Daha önce belirlenen gündem gereği toplantıda, cumhurbaşkanı adayının kim olacağı ve nasıl belirleneceği, Altılı Masa’nın seçim bildirgesi olarak da nitelendirilen “Ortak Politikalar Mutabakat Metni” ile “geçiş sürecinin yol haritası” ana gündem konusu oldu.

Liderler, başta başörtüsüne anayasal güvence içeren anayasa değişikliği teklifi olmak üzere güncel siyasi gelişmeleri de ele aldı.

Toplantıda, parlamento seçimi için ittifak yapılması kararı netleştirilirken, sonrasında açıklanan bildiride de ilk kez “Millet İttifakı” ismi kullanıldı.

Toplantıda alınan kararla, DEVA Partisi ve Gelecek Parti’nin katılımıyla, Millet İttifakı 6 partili bir yapıya dönüşmüş oldu.

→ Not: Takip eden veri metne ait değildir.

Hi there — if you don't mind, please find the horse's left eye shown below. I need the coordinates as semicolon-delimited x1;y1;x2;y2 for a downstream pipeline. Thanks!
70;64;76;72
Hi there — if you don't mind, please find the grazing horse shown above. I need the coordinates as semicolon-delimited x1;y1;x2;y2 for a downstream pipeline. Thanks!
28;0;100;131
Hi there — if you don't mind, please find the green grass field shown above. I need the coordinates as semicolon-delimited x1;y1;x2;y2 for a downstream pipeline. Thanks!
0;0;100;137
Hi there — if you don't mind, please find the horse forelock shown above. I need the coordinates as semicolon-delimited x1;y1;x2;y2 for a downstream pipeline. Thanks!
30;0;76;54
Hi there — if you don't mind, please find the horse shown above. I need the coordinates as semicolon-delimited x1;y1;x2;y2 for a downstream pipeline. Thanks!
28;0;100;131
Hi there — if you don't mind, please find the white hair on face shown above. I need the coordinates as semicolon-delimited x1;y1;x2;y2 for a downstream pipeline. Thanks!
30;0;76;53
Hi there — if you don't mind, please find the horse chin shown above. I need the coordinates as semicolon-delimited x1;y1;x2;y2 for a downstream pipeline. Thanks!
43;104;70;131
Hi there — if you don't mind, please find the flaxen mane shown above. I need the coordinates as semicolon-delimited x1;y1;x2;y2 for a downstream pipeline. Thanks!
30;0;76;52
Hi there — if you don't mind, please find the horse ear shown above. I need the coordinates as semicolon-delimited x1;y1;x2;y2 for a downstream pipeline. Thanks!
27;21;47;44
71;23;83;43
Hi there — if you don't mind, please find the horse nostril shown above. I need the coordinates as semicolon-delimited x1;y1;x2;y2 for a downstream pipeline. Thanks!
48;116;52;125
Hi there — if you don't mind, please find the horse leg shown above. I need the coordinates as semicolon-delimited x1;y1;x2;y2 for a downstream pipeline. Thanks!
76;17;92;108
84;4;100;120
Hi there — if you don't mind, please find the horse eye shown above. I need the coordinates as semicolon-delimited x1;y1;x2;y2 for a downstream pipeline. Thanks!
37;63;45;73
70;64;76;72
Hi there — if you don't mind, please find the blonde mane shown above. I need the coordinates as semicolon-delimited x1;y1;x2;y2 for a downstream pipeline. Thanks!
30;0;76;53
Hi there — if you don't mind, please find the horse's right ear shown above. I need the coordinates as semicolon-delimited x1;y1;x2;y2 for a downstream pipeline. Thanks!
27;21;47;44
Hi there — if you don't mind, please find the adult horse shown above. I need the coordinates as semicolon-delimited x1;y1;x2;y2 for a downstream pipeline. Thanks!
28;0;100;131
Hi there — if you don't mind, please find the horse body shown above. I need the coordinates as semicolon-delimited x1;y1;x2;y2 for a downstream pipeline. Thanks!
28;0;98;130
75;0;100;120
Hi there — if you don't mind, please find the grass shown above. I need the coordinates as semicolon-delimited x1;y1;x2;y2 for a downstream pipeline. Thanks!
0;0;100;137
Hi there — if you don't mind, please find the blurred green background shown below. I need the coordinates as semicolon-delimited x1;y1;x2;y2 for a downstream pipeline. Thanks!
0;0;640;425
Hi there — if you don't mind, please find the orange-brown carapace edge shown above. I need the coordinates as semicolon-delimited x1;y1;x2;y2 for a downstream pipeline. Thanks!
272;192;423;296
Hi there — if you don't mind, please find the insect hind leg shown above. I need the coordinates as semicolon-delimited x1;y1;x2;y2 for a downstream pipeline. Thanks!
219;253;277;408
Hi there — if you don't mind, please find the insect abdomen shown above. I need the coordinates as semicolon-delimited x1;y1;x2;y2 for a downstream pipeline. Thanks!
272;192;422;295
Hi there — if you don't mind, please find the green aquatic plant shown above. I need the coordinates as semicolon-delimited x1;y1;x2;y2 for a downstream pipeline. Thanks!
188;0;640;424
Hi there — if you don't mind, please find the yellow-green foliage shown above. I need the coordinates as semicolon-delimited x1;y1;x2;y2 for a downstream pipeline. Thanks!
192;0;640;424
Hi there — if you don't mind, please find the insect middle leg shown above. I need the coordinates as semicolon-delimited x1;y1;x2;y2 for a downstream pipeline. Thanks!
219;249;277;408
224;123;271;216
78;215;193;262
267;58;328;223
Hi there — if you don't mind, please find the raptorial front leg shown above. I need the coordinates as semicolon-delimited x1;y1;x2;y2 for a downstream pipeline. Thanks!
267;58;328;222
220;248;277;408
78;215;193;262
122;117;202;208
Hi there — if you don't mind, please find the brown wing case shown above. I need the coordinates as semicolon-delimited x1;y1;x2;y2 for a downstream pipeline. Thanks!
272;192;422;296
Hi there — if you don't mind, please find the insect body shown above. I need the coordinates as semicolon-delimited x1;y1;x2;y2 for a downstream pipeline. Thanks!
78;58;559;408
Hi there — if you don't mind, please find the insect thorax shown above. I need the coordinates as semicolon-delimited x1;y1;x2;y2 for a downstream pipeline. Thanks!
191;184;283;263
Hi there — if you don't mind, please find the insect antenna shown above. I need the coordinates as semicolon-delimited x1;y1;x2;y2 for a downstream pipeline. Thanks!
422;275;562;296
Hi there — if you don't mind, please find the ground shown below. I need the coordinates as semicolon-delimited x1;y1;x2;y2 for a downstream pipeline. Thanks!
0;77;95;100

Kulislere yansıyan bilgilere göre “Millet İttifakı” kararında, seçimin 14 Mayıs’ta yapılacak olması önemli rol oynadı.

Gelecek Partisi, ilk başlarda “Millet İttifakı” ismine sıcak bakmıyordu. Ancak Erdoğan’ın seçim tarihi olarak Demokrat Parti’nin 1950’de  “Yeter söz milletindir” sloganıyla iktidara geldiği seçimlerin yıldönümünü olan 14 Mayıs’ı açıklaması, “Millet İttifakı” isminde karar kılınmasını sağladı.

‘Erdoğan’ın üçüncü kez aday olması mümkün değildir’

Yaklaşık 9 saat süren toplantının ardından, yapılan ortak açıklamada, İsveç ve Hollanda’da Kuran-ı Kerim’e yönelik saldırılar kınanarak, “Halkımızın hür iradesiyle seçim sandığına gidip ülkemizin kaderini belirleyeceği bu dönemde dış dünyada nedense her seçim dönemine denk gelen provokasyonları da dikkatle izliyoruz” denildi.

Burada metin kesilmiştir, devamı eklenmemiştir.